Sam Meyer has shipped and governed generative AI in regulated pharma.

At Bristol Myers Squibb I owned the enterprise generative-AI portfolio for a global Medical Affairs organization: a production RAG platform serving ~2,000 users across 50+ markets, an ~$8M annual book, governed under GxP and 21 CFR Part 11.

How the governance worked

I defined AI governance for regulated GenAI under GxP / 21 CFR Part 11: evaluation rubrics, grounding and drift review, human-in-the-loop gates, and clear tool boundaries. Retrieval and citations were treated as control surfaces, so answers carried visible provenance. Human review and audit traces were designed into the workflow from the start.

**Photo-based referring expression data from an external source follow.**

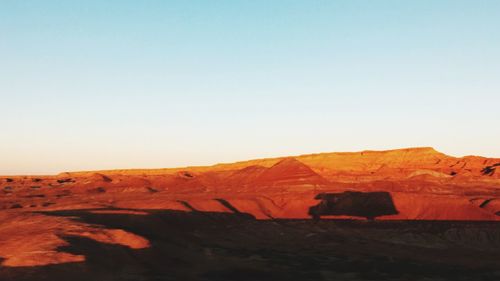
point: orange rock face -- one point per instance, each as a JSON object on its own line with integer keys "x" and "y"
{"x": 423, "y": 184}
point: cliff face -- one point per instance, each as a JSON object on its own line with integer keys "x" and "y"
{"x": 421, "y": 184}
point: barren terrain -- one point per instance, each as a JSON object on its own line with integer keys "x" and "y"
{"x": 406, "y": 214}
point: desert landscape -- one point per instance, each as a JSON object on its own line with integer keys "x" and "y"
{"x": 404, "y": 214}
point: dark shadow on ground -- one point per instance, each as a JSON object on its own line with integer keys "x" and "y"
{"x": 235, "y": 246}
{"x": 354, "y": 203}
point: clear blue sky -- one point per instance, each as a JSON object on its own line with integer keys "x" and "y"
{"x": 121, "y": 84}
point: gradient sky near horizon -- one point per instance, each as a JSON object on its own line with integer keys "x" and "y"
{"x": 88, "y": 85}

Regulated-enterprise track record

Owned an ~$8M annual GenAI and digital portfolio serving Global Medical Affairs (2024 to 2026), a production RAG platform serving ~2,000 users across 50+ markets.
Owned a ~$10M multi-year Medical Affairs capital book with VP/SVP business-case accountability (2021 to 2024).
Owned a $15M capital book across Medical Affairs commercialization capabilities (2017 to 2021).
Led a $74B Celgene M&A technology integration across 20+ platforms, 1,500+ users, and 50+ markets in 18 months.
Managed a $17M+ annual federal regulatory IT portfolio at PwC, with 200+ users and 100 to 150 concurrent investigations.

Hands-on evidence

A technical peer at BMS confirmed the hands-on work directly: experimenting with retrieval-augmented generation, improving retrieval relevance through ranking strategies, exploring agentic workflows, and using LLM-as-a-judge to assess response quality. A senior AI/ML architect confirmed that under this leadership the team deployed multiple production-grade GenAI applications handling high-volume Medical Affairs data within strict regulatory frameworks.

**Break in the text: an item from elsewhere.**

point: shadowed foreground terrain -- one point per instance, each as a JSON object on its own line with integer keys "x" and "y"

Where the measurement discipline comes from

The evaluation habit has a long arc. At the U.S. Bureau of Labor Statistics (2002 to 2007) I did natural-language processing and the statistical-modeling and data-pipeline work underneath a machine-learning workflow: NLP-based text classification of free-text survey write-ins into the 840-class occupational classification taxonomy, regression modeling to detect data-quality anomalies across large federal microdata, and automated structured pipelines at 400K+ record scale. Same instinct I bring to LLM evaluation now: define the labels, measure the failure mode, and trust the number only after you have tested it.